It did report correctly as 200GB, I did not use PTVUpgrade with LBA48 iso cd becuse I cannot boot from cd it kept loading win98 I also checked BIOS and it is set to boot from cd, so I have to use floppy to boot. Only way i can boot from cd was to disconnect C drive and once cd is loaded connect it back but then it did not recognize my new drive at all.


----------



## HomeUser (Jan 12, 2003)

If you can not boot the CD with the Windows drive install then make your backup to the HD using the floppy. Then power off, unplug the "C" drive, boot with the the LBA48 CD, Do the "Piped" backup restore to your new drive from the TiVo drive. 

It is not usually a good idea to "HOT PLUG" hard drives in a PC could result in complete loss of data or worse.


----------



## nicks (Jan 29, 2006)

HomeUser said:


> If you can not boot the CD with the Windows drive install then make your backup to the HD using the floppy.

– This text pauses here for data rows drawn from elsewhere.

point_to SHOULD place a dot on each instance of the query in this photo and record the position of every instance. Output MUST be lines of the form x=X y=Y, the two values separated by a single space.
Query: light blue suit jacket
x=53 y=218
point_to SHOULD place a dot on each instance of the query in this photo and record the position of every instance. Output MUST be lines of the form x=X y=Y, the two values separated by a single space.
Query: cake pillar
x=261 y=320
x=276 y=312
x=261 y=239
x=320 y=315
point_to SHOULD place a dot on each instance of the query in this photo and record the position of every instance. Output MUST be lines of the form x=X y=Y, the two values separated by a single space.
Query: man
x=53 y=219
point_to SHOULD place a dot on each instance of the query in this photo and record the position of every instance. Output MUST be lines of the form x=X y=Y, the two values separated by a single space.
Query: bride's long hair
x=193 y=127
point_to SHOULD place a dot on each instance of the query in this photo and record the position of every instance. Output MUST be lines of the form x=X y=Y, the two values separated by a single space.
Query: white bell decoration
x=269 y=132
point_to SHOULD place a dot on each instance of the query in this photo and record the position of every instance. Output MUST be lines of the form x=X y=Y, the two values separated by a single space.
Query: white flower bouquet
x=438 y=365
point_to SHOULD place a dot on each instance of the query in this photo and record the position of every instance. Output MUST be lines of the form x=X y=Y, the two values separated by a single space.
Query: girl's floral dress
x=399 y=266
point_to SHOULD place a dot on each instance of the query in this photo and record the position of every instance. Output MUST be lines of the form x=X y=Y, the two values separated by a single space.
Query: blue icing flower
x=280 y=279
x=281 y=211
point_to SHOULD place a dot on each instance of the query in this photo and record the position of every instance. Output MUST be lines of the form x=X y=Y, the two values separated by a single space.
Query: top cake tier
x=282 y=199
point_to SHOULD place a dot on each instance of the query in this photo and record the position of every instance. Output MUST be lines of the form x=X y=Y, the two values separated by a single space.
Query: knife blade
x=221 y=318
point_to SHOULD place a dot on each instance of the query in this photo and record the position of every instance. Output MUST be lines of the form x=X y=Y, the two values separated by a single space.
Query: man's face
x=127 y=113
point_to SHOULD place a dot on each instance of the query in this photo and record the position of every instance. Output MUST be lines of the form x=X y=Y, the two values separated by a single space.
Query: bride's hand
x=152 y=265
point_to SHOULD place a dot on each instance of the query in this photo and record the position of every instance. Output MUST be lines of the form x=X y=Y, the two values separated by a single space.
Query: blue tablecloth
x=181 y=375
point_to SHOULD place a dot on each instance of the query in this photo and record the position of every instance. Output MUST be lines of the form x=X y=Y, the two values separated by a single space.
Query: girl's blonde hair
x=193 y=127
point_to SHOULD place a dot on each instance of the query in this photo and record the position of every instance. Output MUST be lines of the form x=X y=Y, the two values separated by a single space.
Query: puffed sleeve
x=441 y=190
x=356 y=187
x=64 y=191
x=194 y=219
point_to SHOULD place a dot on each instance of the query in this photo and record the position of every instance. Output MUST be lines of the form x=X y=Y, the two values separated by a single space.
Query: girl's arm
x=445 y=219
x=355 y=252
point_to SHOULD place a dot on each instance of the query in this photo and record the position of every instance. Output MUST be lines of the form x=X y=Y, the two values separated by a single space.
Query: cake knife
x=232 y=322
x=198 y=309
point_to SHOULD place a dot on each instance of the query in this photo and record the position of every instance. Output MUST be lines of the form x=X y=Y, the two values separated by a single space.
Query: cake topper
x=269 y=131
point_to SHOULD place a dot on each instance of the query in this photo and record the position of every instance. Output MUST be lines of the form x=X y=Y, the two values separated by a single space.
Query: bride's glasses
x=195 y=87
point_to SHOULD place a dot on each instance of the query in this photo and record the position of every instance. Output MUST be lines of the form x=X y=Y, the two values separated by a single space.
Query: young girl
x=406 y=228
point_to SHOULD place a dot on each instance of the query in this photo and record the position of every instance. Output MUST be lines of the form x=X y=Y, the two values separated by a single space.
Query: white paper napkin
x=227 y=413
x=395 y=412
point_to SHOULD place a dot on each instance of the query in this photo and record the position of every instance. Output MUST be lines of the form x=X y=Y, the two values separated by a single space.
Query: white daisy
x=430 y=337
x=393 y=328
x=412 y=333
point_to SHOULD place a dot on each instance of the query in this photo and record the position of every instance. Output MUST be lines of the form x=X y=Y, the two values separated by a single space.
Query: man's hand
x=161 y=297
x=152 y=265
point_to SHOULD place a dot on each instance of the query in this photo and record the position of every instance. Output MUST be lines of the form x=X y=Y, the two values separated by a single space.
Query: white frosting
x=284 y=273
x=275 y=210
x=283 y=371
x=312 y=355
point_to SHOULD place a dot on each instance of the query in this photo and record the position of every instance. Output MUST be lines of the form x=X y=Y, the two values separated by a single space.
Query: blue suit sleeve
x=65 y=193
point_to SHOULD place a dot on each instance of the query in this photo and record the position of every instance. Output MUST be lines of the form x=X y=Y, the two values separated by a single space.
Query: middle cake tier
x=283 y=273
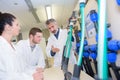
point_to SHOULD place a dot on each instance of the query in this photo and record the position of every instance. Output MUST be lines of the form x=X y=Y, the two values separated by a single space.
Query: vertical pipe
x=82 y=6
x=69 y=43
x=102 y=41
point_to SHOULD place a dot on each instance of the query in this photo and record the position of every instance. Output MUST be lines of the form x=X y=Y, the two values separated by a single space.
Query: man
x=30 y=51
x=56 y=43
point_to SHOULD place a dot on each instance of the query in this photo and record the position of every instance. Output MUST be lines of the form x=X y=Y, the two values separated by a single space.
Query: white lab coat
x=33 y=58
x=10 y=65
x=59 y=43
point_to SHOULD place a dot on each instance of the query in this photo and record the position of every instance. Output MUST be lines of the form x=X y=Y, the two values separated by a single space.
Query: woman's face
x=15 y=28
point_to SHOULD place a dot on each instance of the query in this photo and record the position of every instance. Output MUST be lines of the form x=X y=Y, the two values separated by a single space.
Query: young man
x=30 y=51
x=56 y=43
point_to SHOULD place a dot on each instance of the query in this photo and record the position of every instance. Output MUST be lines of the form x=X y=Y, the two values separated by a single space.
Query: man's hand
x=38 y=75
x=55 y=49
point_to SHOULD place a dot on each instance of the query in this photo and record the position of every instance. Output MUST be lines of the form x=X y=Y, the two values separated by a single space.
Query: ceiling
x=61 y=11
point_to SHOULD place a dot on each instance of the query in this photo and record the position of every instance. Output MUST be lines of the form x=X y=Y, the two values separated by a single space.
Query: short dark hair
x=34 y=30
x=5 y=18
x=50 y=21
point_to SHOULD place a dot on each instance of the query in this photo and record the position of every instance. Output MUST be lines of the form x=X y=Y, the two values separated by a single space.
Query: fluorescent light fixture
x=49 y=12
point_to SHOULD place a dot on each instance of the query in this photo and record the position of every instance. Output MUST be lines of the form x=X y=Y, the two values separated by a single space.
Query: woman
x=10 y=64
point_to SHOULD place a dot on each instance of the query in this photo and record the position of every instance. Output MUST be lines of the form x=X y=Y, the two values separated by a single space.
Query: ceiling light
x=48 y=12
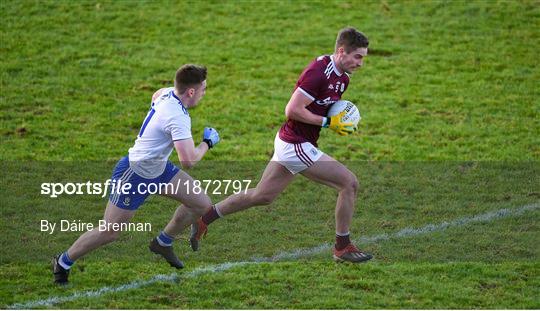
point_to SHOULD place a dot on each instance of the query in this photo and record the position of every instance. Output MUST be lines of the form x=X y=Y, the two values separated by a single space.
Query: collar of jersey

Then power off, unplug the "C" drive, boot with the the LBA48 CD, Do the "Piped" backup restore to your new drive from the TiVo drive.
> 
> It is not usually a good idea to "HOT PLUG" hard drives in a PC could result in complete loss of data or worse.


Can you please give more detail I am not familiar with linux "Piped"??

Thanks,


----------



## HomeUser (Jan 12, 2003)

Pipe, the output of the backup sent to the input of the restore instead of to a file

Follow the link in the first message WeaKnees Interactive Online TiVo Upgrade Instructions


----------